4. Menentukan alokasi waktu yang digunakan
Menentukan alokasi waktu yang digunakan dari awal hingga akhir kegiatan dapat membantu guru untuk mengukur strategi yang digunakan. Penentuan alokasi waktu yang tepat juga dapat mengatisipasi segala macam kendala yang mungkin hendak dihadapi ketika kegiatan dijalankan, sehingga pelaksanaan tidak molor ataupun kurang, sehingga dapat merugikan pihak lain.
5. Menentukan strategi
Setelah menentukan alokasi waktu yang digunakan, guru dengan mudah dapat mengatur strategi yang digunakan ketika menjalankan proses cold calling. Hal ini dapat dilakukan dengan merancang hal strategis seperti bentuk cold calling yang kelak dilaksanakan: apakah akan menggunakan model batched cold-call, pre cold- call, atau rehearse and affirm dengan mempertimbangkan informasi mengenai kebutuhan dan pemetaan siswa dari low – medium – high serta alokasi waktu yang telah ditentukan.

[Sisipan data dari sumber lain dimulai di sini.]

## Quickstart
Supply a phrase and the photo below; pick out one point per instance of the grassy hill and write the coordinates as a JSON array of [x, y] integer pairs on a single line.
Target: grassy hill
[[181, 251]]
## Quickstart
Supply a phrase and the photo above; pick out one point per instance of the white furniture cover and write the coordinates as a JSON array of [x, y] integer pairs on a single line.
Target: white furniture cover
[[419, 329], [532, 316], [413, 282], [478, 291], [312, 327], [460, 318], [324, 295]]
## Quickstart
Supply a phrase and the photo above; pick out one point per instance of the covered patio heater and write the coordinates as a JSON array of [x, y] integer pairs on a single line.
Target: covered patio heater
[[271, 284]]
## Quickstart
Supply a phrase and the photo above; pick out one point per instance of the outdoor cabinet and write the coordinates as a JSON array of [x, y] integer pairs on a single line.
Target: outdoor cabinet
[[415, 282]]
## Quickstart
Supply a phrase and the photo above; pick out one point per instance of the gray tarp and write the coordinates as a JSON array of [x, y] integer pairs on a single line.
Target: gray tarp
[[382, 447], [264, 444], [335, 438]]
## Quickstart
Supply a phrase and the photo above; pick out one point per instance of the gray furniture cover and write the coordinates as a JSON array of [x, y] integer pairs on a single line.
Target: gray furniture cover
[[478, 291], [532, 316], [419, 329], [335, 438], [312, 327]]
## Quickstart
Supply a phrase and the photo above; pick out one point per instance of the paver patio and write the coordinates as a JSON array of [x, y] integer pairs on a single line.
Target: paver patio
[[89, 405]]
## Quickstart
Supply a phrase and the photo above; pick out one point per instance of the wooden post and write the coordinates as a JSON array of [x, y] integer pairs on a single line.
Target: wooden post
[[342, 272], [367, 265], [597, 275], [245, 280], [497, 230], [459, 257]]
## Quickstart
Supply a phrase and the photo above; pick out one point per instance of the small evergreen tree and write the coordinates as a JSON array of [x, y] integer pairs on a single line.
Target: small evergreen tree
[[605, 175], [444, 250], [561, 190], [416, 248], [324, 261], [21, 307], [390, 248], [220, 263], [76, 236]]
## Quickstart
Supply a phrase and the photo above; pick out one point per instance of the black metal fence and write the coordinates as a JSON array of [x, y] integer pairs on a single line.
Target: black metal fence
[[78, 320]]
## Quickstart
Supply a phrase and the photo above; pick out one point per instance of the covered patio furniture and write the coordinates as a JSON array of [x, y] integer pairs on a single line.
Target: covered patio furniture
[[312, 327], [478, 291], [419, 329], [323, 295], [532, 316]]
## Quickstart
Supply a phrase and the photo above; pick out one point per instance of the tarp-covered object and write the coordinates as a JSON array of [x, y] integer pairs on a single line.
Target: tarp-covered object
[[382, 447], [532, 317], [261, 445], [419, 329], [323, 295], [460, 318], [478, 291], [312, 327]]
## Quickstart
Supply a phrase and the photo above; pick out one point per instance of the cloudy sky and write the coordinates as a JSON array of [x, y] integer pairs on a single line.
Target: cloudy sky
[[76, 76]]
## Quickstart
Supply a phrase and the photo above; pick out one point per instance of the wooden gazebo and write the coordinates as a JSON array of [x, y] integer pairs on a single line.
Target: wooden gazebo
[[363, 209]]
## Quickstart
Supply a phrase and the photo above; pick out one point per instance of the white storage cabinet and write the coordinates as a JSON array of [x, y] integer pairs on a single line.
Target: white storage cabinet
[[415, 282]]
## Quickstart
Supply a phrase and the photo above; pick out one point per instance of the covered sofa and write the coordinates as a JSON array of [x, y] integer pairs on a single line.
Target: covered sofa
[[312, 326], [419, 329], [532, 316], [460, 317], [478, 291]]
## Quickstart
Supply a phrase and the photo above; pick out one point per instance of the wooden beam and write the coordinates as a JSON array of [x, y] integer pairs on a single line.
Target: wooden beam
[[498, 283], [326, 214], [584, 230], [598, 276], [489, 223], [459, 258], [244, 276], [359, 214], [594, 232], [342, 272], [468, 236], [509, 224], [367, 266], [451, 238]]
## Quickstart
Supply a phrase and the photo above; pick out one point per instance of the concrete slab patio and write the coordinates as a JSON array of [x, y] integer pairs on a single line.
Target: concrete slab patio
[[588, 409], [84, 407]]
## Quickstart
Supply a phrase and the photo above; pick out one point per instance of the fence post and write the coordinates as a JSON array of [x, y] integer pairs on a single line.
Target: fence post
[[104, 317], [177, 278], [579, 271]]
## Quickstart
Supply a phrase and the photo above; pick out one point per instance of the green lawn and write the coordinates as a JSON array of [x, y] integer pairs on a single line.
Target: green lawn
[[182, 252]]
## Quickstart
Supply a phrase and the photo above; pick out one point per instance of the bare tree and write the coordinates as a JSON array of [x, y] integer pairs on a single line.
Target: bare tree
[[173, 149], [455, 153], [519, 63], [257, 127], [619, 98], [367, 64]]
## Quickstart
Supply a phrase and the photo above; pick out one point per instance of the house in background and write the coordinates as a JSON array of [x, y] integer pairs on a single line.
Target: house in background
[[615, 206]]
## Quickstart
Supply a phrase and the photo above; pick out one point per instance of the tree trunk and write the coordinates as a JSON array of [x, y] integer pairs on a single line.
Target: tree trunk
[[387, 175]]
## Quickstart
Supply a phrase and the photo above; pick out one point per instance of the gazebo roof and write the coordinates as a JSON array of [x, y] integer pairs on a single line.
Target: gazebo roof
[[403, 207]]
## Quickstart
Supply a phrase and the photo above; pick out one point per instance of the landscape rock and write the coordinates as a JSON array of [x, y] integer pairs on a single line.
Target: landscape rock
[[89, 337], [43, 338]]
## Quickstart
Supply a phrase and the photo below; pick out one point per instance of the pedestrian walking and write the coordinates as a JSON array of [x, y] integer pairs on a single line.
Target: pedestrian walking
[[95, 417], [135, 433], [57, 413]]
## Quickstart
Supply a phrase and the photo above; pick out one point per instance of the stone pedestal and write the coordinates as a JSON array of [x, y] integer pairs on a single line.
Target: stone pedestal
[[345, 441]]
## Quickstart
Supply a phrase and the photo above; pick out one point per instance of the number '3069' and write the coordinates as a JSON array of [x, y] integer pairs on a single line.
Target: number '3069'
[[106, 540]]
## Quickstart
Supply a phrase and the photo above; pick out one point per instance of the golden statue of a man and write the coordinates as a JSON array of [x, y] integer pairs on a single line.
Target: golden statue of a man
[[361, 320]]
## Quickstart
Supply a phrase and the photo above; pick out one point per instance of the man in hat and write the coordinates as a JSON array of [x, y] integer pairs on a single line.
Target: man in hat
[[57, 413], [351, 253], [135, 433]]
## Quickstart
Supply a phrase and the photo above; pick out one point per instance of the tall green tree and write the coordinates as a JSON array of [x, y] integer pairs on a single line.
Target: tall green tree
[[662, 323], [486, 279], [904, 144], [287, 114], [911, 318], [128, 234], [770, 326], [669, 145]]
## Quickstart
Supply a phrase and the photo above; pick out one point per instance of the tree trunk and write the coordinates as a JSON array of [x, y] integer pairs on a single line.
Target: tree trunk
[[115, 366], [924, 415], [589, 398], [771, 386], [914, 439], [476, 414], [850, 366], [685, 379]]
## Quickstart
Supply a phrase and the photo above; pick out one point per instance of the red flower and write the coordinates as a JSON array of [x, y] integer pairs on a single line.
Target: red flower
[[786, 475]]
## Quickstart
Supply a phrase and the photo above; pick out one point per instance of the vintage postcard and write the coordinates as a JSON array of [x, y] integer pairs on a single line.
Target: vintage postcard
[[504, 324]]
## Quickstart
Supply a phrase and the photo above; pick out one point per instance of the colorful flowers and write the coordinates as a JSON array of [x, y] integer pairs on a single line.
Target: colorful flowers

6. Merancang materi dan pertanyaan
Guru harus menentukan materi serta pertanyaan yang nantinya digunakan saat pelaksanaan cold calling. Hal ini ada tentu ada tujuannya: menyesuaikan dengan alokasi waktu yang telah diset sebelumnya, serta menyesuaikan kemampuan siswa sesuai dengan pemetaan yang telah dibuat di langkah ketiga. Jika pertanyaan yang diajukan sesuai dengan kemampuan siswa, maka tujuan dari cold calling akan terjawab: siswa dapat melatih kemampuan berpikirnya.

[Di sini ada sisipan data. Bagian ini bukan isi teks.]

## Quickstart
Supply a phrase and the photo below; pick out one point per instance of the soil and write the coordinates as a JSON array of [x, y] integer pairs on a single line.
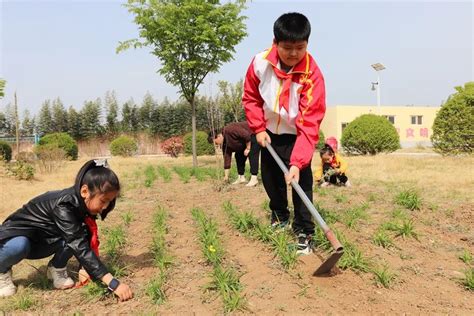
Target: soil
[[428, 270]]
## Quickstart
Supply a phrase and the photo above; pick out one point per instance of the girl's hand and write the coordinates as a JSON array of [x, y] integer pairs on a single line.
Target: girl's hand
[[123, 292]]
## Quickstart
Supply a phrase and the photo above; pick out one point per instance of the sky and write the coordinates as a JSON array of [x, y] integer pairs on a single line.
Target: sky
[[66, 49]]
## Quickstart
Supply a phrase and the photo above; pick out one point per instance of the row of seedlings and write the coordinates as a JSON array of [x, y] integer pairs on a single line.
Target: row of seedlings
[[225, 279], [162, 259], [281, 241]]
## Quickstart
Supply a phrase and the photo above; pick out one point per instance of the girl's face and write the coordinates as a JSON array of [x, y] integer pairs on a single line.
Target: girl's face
[[327, 157], [99, 202]]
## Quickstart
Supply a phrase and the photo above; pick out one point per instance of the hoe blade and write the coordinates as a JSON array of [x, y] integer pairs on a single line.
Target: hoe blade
[[330, 263]]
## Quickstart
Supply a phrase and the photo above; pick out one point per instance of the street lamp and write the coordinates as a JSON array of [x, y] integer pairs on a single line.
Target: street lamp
[[377, 67]]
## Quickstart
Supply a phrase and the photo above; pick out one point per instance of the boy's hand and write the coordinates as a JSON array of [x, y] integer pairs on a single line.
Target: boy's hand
[[263, 138], [123, 292], [293, 174]]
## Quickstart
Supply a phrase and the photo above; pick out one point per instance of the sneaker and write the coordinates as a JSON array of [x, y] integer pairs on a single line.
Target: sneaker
[[60, 278], [240, 179], [7, 288], [277, 225], [305, 244], [253, 181]]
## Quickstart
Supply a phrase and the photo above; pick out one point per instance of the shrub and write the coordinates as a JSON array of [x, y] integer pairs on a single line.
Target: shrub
[[173, 146], [370, 134], [123, 146], [202, 145], [63, 141], [50, 157], [26, 156], [21, 170], [5, 151], [454, 124]]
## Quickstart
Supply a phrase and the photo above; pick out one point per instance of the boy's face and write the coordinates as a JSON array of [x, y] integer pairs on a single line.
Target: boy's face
[[291, 53], [327, 157]]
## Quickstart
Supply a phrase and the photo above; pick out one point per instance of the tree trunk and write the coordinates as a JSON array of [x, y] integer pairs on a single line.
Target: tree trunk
[[193, 123]]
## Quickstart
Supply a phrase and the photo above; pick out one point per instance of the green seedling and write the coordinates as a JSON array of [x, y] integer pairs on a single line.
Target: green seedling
[[184, 173], [468, 281], [409, 199], [382, 239], [127, 218], [466, 257], [164, 173], [383, 276]]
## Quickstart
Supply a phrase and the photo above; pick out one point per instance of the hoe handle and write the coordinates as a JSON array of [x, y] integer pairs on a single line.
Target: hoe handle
[[327, 231]]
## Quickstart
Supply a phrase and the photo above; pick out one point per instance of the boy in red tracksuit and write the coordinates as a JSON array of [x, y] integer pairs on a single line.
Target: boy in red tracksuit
[[284, 101]]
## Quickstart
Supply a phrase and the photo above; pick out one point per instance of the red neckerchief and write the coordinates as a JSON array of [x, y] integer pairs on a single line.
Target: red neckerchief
[[284, 98], [92, 226]]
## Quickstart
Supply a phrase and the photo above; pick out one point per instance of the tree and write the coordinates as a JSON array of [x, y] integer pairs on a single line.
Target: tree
[[59, 116], [111, 110], [75, 124], [190, 38], [90, 119], [453, 127], [230, 99], [28, 124], [2, 87], [45, 119]]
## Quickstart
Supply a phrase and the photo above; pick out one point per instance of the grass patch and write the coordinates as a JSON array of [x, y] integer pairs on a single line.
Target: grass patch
[[383, 276], [164, 173], [382, 239], [282, 242], [466, 257], [224, 279], [150, 176], [468, 281], [184, 173], [409, 199]]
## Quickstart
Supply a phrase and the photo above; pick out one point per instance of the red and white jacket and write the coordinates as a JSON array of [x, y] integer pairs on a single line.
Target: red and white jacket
[[301, 115]]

7. Merancang skenario terhadap perencanaan cold calling
Skenario yang dirancang adalah follow-up yang mungkin terjadi setelah guru mengajukan pertanyaan terhadap siswa yang ditunjuk. Dalam hal ini, guru juga melakukan langkah antisipasi, terlebih terhadap siswa yang memiliki kemampuan akademik low. Setelah diberikan pertanyaan lanjutan apakah siswa tersebut mampu menjawab atau tidak. Apabila tidak bisa menjawab, langkah apa yang harus dilakukan oleh guru.

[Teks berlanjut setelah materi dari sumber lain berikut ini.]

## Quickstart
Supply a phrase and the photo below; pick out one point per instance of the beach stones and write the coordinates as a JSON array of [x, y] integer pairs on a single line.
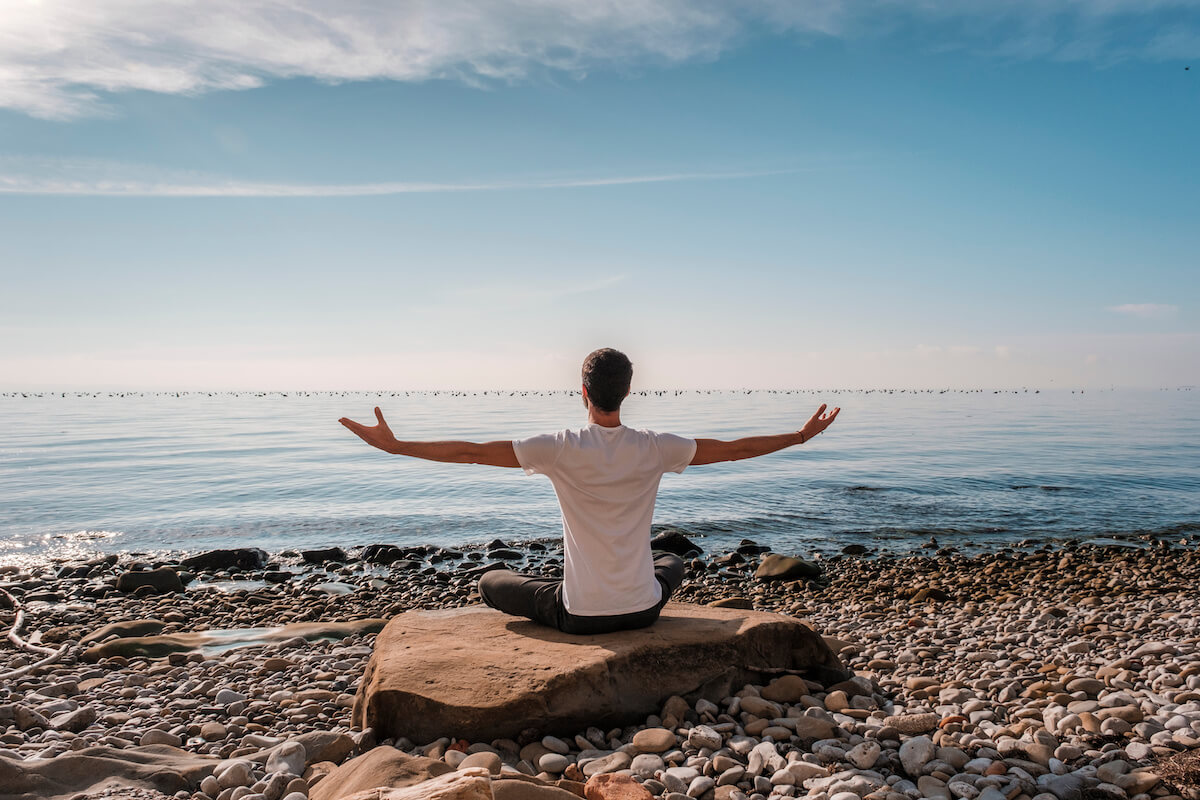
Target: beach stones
[[702, 737], [289, 757], [654, 740], [156, 737], [913, 723], [126, 629], [785, 567]]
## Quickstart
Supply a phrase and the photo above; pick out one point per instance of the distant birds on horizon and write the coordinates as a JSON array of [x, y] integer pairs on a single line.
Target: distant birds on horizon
[[544, 392]]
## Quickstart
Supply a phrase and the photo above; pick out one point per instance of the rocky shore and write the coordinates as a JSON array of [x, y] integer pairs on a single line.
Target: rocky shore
[[1035, 672]]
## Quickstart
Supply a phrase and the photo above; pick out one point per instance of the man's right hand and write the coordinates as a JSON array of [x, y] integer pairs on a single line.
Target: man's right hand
[[377, 435], [819, 422]]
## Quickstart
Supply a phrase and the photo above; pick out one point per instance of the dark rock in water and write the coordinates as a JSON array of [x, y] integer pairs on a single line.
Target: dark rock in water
[[324, 555], [749, 547], [157, 581], [243, 558], [129, 627], [785, 567], [474, 572], [672, 541], [505, 553], [382, 553]]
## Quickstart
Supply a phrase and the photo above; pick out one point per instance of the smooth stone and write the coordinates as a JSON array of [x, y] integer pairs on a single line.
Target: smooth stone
[[553, 763], [156, 737], [289, 757], [647, 764], [654, 740]]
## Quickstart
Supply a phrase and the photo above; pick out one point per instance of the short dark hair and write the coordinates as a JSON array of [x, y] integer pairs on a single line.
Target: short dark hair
[[606, 376]]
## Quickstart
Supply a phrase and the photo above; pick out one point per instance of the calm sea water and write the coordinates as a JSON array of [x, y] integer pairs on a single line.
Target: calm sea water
[[149, 473]]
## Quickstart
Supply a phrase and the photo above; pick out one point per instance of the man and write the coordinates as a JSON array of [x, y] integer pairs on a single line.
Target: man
[[606, 477]]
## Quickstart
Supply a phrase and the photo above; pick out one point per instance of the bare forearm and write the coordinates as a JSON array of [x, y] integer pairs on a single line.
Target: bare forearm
[[709, 451], [496, 453]]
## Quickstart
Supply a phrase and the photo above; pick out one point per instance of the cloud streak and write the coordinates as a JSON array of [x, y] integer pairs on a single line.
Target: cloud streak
[[60, 59], [100, 179], [1146, 310]]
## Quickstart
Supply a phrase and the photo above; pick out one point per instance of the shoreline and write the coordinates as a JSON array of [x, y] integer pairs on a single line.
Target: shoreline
[[994, 642]]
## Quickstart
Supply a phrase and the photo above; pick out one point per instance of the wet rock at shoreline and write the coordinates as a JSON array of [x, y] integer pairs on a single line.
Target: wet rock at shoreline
[[241, 558], [162, 579], [673, 541], [785, 567]]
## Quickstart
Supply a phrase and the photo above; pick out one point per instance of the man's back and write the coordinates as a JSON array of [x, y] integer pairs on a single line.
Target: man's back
[[606, 480]]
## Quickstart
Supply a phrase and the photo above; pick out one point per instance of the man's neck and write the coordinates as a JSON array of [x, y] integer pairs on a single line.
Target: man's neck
[[604, 419]]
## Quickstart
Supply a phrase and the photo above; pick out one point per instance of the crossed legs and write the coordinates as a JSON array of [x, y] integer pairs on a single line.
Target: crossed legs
[[540, 599]]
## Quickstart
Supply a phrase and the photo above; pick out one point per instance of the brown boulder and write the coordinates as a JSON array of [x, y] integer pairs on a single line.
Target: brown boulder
[[522, 787], [467, 785], [480, 674], [383, 767], [615, 787], [94, 769]]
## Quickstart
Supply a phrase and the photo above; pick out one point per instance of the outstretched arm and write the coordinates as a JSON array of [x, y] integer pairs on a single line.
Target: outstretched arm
[[711, 451], [493, 453]]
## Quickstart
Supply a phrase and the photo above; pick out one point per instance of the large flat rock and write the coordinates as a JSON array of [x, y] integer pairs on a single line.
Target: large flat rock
[[94, 769], [480, 674]]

8. Membuat outline pelaksanaan cold calling
Guru dapat membuat outline atau rancangan garis besar terhadap pelaksanaan cold calling, mulai dari awal hingga akhir kegiatan. Dalam merancang outline, guru dapat berlatih, sambil menyesuaikan dengan waktu yang telah diset, juga disesuaikan dengan strategi yang telah dipilih: apakah akan menggunakan batched cold-call, pre cold-call, atau rehearse and affirm. Dengan memiliki detail dari rancangan garis besar terhadap pelaksanaan cold calling, pihak lain yang terkait dalam pelaksanannya juga mendapatkan gambarannya. Dalam hal ini, guru harus mengingat prinsip data to value chain, di mana tidak ada pihak yang terdampak dari rencana yang dibuat.
9. Melakukan evaluasi
Setelah rangkaian cold calling telah berjalan, guru mengevaluasi kegiatan tersebut. Hal ini dapat dilakukan dengan refleksi ‘what’s going right, what’s going wrong’. Dengan menjabarkan apa yang telah berjalan dengan baik ataupun kurang, ia dapat menentukan langkah selanjutnya agar cold calling dapat berjalan dengan lebih maksimal. Selain itu, evaluasi juga dapat dilakukan dengan ‘whole class feedback’ seperti exit slip, jadi hasil evaluasi tidak hanya semata dari point of view guru tapi juga dari siswa. Seperti contoh, apakah siswa menikmati rangkaian proses cold calling, bagaimana perasaan siswa terhadap proses cold calling, atau apa yang mereka harapkan dari proses tersebut.
10.Melakukan iterasi
Dengan evaluasi yang telah didapat dari siswa maupun diri sendiri, guru dapat merancang kegiatan cold calling, mempertimbangkan aspek-aspek yang masih perlu diperbaiki agar selanjutnya kegiatan cold calling dapat berjalan dengan lebih baik.